Effectivement, le respect de cette valeur sacrée chez les Kabyles a incité fortement cheikh Ameziane ou Rabah à tendre un traquenard mortel au commandant de secteur de Bougie, Salomon de Musis, le 4 août 1836. Sa culture de chef traditionnel ne pouvait laisser sans réparation et vengeance la non-reconnaissance de l'«anaya» qu'il s'était engagé à donner pour protéger un saint m'rabet. Sa «anaya» fut, disait-on, «cassée».
Un article de Felix Mornand, directeur de la Revue de Paris, intitulé d'ailleurs «Le Naya», daté de 1843, raconte toute la stupeur devant la gravité de la découverte par les militaires français de la forteresse de Béjaïa du cadavre de ce malheureux saint m'rabet, et surtout l'importance politique du meurtre de ce «marabout», le «naya» (le protégé) du cheikh Saad (Saad, c'est-à-dire le plus puissant) de la vallée du Messaoud (la Soummam), à ce moment-là Ameziane ou Rabah. Cet article de Felix Mornand daté de 1843 a sans doute été une source pour les autres officiers historiens Féraud, Lapène, Dauamas Faber...
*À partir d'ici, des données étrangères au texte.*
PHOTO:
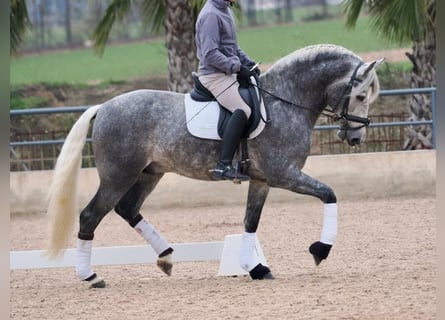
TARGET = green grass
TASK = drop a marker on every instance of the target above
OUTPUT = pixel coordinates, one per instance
(121, 62)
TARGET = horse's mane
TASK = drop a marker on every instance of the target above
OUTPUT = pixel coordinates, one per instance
(311, 53)
(324, 52)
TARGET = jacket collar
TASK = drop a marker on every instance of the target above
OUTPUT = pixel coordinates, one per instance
(220, 4)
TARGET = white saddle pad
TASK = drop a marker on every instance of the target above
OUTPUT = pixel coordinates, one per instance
(202, 119)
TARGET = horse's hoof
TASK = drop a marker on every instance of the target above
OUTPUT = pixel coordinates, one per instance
(319, 251)
(261, 272)
(95, 282)
(165, 264)
(98, 284)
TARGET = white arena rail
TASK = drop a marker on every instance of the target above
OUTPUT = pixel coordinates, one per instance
(226, 252)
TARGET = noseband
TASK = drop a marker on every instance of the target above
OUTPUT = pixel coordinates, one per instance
(344, 115)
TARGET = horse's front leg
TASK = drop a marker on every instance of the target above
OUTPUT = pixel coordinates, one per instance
(248, 260)
(297, 181)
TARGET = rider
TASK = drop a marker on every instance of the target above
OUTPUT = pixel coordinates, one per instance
(223, 66)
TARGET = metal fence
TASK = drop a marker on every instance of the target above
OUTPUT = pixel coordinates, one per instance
(39, 150)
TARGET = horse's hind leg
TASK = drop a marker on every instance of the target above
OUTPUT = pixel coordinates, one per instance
(128, 208)
(90, 217)
(248, 260)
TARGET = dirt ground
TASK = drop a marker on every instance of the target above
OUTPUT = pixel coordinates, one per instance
(383, 266)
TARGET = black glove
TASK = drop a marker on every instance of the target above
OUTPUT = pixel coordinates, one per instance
(256, 70)
(244, 72)
(243, 76)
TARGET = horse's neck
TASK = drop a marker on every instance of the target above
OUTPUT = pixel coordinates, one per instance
(304, 96)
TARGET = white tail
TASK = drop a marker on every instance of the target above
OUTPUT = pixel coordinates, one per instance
(62, 197)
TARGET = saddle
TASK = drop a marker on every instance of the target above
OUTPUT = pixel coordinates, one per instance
(249, 94)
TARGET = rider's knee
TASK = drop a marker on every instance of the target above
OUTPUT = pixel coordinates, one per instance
(247, 111)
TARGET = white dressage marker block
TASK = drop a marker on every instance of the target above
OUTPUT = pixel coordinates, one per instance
(229, 264)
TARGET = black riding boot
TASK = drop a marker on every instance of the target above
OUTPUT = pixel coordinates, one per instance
(230, 141)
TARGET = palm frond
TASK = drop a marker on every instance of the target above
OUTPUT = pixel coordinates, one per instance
(397, 20)
(153, 13)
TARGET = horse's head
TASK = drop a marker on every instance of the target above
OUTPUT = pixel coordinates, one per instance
(362, 89)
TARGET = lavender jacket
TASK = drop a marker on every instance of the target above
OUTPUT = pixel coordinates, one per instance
(216, 42)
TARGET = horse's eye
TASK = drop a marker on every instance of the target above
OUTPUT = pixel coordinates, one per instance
(360, 98)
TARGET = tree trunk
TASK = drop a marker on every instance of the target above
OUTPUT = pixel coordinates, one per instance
(180, 43)
(423, 75)
(69, 38)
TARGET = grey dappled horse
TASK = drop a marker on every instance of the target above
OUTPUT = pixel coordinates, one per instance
(139, 136)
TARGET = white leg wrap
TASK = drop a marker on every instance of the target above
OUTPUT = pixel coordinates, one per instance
(83, 263)
(149, 233)
(329, 231)
(247, 259)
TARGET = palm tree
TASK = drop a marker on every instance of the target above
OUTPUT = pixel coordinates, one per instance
(178, 18)
(402, 21)
(19, 24)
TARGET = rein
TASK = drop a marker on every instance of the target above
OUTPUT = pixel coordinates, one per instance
(332, 113)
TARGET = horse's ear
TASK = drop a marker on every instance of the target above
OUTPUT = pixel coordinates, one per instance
(368, 66)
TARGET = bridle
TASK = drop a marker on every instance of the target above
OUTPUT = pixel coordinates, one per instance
(344, 115)
(332, 113)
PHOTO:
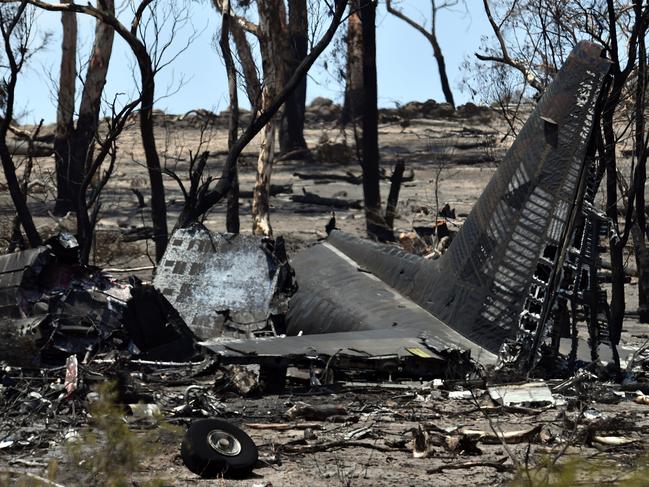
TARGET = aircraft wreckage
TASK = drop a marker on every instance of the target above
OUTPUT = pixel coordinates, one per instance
(527, 253)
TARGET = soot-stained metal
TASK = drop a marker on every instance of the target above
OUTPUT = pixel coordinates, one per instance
(225, 285)
(498, 282)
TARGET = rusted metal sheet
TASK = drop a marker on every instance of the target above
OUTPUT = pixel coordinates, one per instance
(223, 284)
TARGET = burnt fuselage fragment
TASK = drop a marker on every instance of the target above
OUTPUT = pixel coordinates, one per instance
(225, 285)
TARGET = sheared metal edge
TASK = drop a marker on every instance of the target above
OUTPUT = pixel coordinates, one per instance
(220, 284)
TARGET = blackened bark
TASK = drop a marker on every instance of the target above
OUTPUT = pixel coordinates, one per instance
(641, 253)
(375, 223)
(291, 134)
(232, 223)
(65, 112)
(393, 196)
(158, 204)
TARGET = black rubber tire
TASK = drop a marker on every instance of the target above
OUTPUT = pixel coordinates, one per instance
(203, 460)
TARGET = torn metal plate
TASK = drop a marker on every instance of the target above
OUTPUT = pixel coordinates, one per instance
(19, 273)
(220, 284)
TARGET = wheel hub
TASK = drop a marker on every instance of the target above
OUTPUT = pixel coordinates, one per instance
(224, 443)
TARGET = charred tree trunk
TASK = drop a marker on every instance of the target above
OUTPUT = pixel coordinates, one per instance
(291, 134)
(250, 78)
(375, 223)
(65, 112)
(274, 53)
(640, 246)
(158, 204)
(17, 196)
(352, 107)
(232, 223)
(261, 192)
(81, 142)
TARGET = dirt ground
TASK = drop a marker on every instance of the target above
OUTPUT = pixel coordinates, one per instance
(452, 159)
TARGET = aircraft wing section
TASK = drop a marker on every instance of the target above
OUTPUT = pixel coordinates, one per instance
(352, 312)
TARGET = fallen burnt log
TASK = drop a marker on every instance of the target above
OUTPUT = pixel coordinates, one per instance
(314, 199)
(347, 177)
(275, 189)
(350, 177)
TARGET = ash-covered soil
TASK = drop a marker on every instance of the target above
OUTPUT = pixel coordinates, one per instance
(452, 158)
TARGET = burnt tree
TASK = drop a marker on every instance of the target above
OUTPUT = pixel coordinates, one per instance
(291, 134)
(374, 220)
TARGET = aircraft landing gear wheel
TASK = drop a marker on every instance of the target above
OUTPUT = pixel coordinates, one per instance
(213, 447)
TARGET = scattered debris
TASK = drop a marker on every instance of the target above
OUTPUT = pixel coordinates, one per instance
(318, 412)
(531, 394)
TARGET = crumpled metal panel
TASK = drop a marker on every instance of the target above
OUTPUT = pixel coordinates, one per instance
(221, 284)
(19, 273)
(480, 284)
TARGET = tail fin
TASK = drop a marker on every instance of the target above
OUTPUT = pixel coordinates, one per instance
(519, 222)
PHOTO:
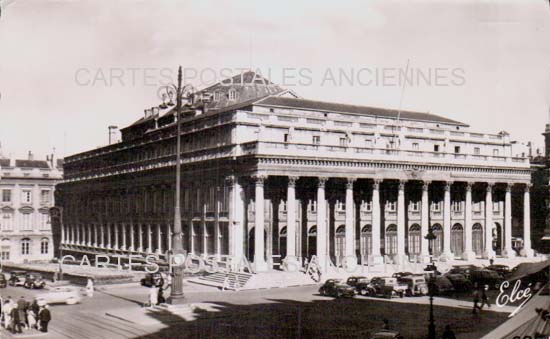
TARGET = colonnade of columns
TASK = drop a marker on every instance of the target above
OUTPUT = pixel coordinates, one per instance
(350, 244)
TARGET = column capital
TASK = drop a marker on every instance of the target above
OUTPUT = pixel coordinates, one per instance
(259, 179)
(426, 185)
(292, 181)
(350, 182)
(509, 186)
(322, 182)
(401, 185)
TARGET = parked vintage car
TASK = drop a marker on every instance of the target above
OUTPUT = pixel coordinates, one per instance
(3, 280)
(60, 295)
(354, 280)
(386, 287)
(460, 282)
(386, 334)
(442, 285)
(465, 270)
(336, 288)
(17, 278)
(502, 270)
(417, 285)
(34, 280)
(152, 279)
(483, 276)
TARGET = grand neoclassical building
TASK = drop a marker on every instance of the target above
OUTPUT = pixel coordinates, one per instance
(269, 175)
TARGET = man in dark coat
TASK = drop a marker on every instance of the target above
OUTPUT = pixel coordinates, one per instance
(44, 316)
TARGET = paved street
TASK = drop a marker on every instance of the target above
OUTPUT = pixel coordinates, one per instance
(275, 313)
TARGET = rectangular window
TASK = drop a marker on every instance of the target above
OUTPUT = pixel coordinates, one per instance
(45, 197)
(26, 196)
(6, 195)
(343, 142)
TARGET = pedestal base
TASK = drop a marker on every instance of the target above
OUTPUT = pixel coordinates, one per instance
(527, 252)
(490, 254)
(509, 253)
(260, 266)
(468, 255)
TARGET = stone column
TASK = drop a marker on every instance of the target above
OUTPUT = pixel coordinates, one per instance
(123, 245)
(468, 254)
(259, 225)
(401, 222)
(159, 239)
(447, 222)
(527, 250)
(322, 254)
(140, 238)
(508, 251)
(169, 235)
(115, 245)
(425, 220)
(489, 253)
(376, 218)
(291, 219)
(149, 239)
(351, 259)
(131, 248)
(108, 246)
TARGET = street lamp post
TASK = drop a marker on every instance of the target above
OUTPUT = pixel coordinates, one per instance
(176, 294)
(431, 325)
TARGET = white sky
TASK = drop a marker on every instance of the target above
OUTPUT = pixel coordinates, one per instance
(52, 50)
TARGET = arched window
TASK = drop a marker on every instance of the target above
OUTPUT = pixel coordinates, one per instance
(414, 239)
(44, 246)
(477, 238)
(366, 240)
(438, 242)
(457, 239)
(391, 240)
(340, 245)
(25, 246)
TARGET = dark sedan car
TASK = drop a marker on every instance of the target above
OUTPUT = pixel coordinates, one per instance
(502, 270)
(336, 288)
(460, 282)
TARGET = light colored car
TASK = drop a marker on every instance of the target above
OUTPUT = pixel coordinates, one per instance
(60, 295)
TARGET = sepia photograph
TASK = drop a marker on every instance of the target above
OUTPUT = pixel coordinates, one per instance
(355, 169)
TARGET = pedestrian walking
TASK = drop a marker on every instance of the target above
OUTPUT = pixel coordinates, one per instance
(15, 321)
(90, 288)
(476, 300)
(484, 298)
(153, 297)
(448, 333)
(160, 297)
(44, 316)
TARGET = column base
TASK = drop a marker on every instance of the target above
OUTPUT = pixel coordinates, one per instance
(509, 253)
(489, 254)
(468, 255)
(527, 252)
(260, 266)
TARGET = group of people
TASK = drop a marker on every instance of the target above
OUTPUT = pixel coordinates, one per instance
(156, 293)
(20, 315)
(480, 294)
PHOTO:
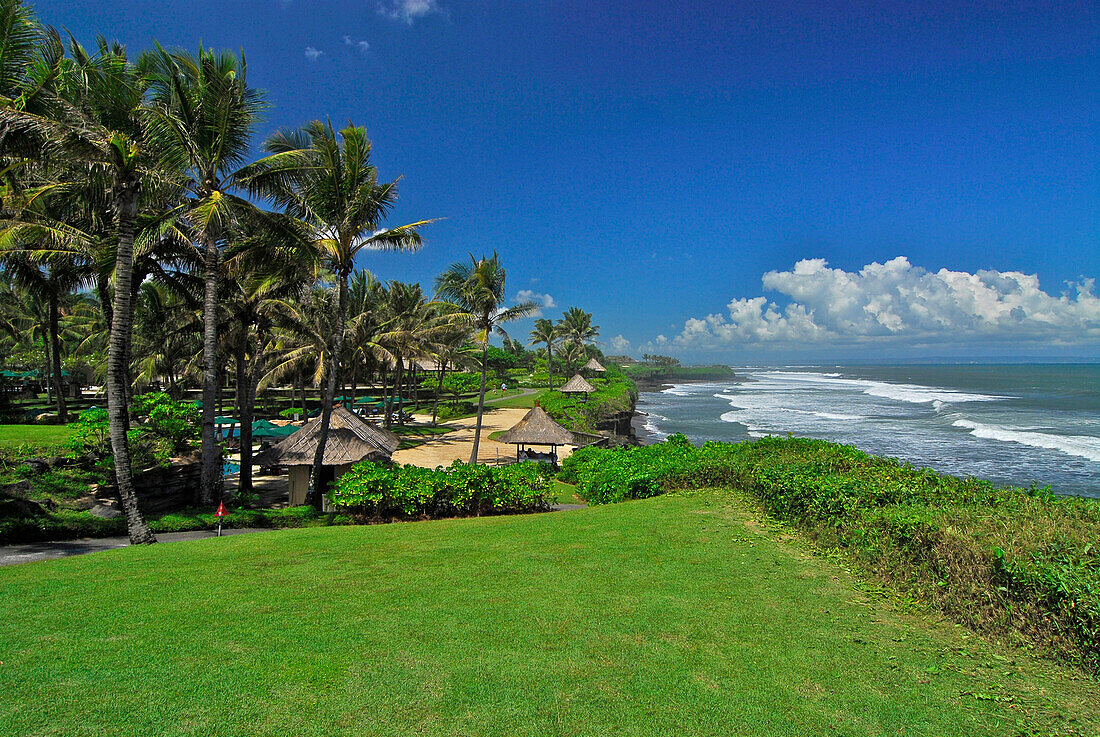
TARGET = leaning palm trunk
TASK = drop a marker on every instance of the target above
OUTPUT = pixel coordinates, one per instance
(550, 364)
(118, 376)
(330, 393)
(439, 388)
(244, 403)
(55, 351)
(481, 403)
(211, 453)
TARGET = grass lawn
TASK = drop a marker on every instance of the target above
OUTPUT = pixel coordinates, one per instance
(515, 398)
(34, 435)
(679, 615)
(417, 435)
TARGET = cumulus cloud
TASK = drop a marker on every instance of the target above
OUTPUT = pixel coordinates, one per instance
(361, 45)
(898, 301)
(408, 11)
(545, 301)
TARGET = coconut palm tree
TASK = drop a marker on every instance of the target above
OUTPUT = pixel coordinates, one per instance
(201, 119)
(89, 130)
(575, 326)
(477, 289)
(327, 180)
(546, 332)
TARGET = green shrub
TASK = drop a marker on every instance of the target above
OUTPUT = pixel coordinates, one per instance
(460, 490)
(1019, 563)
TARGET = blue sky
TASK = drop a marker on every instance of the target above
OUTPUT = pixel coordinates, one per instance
(760, 180)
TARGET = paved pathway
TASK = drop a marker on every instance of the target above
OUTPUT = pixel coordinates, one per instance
(35, 551)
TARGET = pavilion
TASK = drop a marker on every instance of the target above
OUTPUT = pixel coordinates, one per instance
(537, 428)
(351, 440)
(578, 385)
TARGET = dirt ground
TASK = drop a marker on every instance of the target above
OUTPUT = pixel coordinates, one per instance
(441, 450)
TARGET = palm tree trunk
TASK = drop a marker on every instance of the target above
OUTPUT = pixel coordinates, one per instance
(211, 453)
(244, 413)
(439, 387)
(118, 375)
(481, 402)
(55, 350)
(330, 393)
(550, 364)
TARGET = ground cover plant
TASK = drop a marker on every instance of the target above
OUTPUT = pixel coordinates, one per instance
(678, 615)
(382, 490)
(614, 394)
(1021, 564)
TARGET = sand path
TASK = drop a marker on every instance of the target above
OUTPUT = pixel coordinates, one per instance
(458, 443)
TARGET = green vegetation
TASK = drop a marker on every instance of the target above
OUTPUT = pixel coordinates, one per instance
(668, 373)
(1021, 564)
(614, 394)
(374, 490)
(679, 615)
(12, 436)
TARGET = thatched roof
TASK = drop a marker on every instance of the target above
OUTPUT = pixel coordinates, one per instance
(350, 441)
(578, 384)
(537, 428)
(593, 365)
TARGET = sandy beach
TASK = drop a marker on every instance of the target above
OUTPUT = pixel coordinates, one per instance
(444, 449)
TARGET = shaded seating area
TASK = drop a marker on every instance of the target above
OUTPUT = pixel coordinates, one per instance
(594, 366)
(537, 428)
(351, 440)
(578, 385)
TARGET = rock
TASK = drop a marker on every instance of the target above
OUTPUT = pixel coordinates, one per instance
(20, 488)
(34, 465)
(105, 512)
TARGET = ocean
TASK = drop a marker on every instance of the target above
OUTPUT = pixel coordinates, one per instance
(1014, 425)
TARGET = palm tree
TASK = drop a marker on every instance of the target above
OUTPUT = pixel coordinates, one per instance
(201, 120)
(330, 184)
(575, 326)
(89, 129)
(477, 289)
(547, 333)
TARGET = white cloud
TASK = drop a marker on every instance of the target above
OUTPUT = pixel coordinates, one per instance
(408, 11)
(361, 45)
(545, 301)
(897, 301)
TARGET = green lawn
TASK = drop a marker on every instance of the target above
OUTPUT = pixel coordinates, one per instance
(34, 435)
(679, 615)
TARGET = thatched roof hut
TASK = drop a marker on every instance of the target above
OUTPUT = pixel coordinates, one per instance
(578, 385)
(594, 365)
(350, 441)
(537, 428)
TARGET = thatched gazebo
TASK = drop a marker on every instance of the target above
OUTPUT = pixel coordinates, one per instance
(537, 428)
(593, 365)
(578, 385)
(350, 441)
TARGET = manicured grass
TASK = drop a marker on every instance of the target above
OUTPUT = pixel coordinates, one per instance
(679, 615)
(514, 398)
(417, 435)
(34, 435)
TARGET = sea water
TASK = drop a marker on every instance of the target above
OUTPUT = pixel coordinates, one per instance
(1010, 424)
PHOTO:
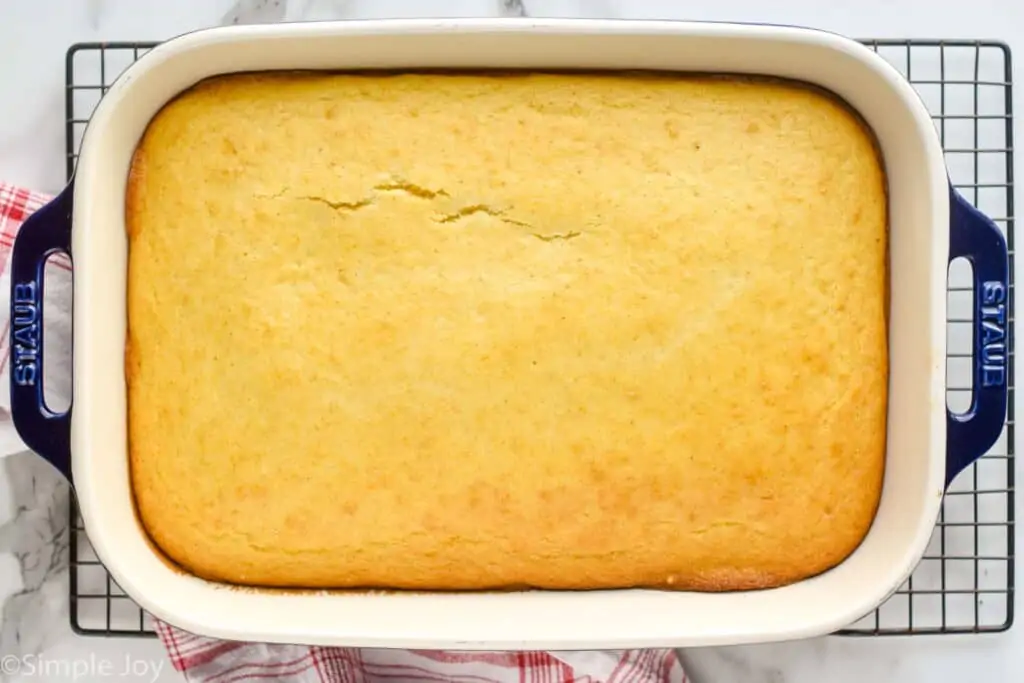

Il donne toute la symbolique de cette protection ou de ce «naya» dans la civilisation kabyle. Dans cet article fort détaillé, Felix Mornand revient sur le rôle de cette famille qui donnait des chefs à la tribu des Ath Djebar, une confédération de 20 tribus de l'intérieur, rive droite de la Soummam, en particulier sur le cheikh Saad Oulid ou Rabah, le principal défenseur le 23 septembre 1833 de Bougie face à l'armada de Trézel ; Saad, qui signait ses courriers «Prince de la Rivière». Saad ou Rabah étant parmi les tribus de la Soummam venues au secours de Bougie (tous ses habitants fuyant notamment vers les monts Toudja). C'était militairement le plus puissant chef de tribu de la Soummam, fort de sa cavalerie la plus nombreuse. F. Mornand dans cet article, une somme de toute l'histoire de la bataille de Bougie de septembre 1833, suivie durant plusieurs décennies par des assauts contre ce «blockhaus» en cours de fortification par l'artillerie de Trézel, chef des armées d'Afrique, raconte clairement aussi la position du colonel Duvivier, commandant militaire laissé par Trézel après la bataille de Bougie, farouche adversaire et opposant de Saad Oulid ou Rabah. Duvivier entendait dans une politique de «diviser pour régner» essayer de s'entendre avec les tribus immédiatement limitrophes de Bougie et tentait de disqualifier Saad en affirmant sa «non-représentativité» réelle sur toutes les tribus des deux rives de la Soummam. Duvivier a tout fait pour saborder des négociations entre Lowasi, un intendant civil qui continuait à vouloir négocier avec Saad ou Rabah un traité du 9 avril 1835 ; lequel traité fut d'ailleurs signé avec le Gouverneur d'Alger, le comte d' Elron, mais non agréé et vite tombé en désuétude. Néanmoins, Duvivier a dû démissionner puisqu'on n'a pas voulu suivre sa politique d'opposition farouche à Saad Oulid ou Rabah, le «Prince de la rivière».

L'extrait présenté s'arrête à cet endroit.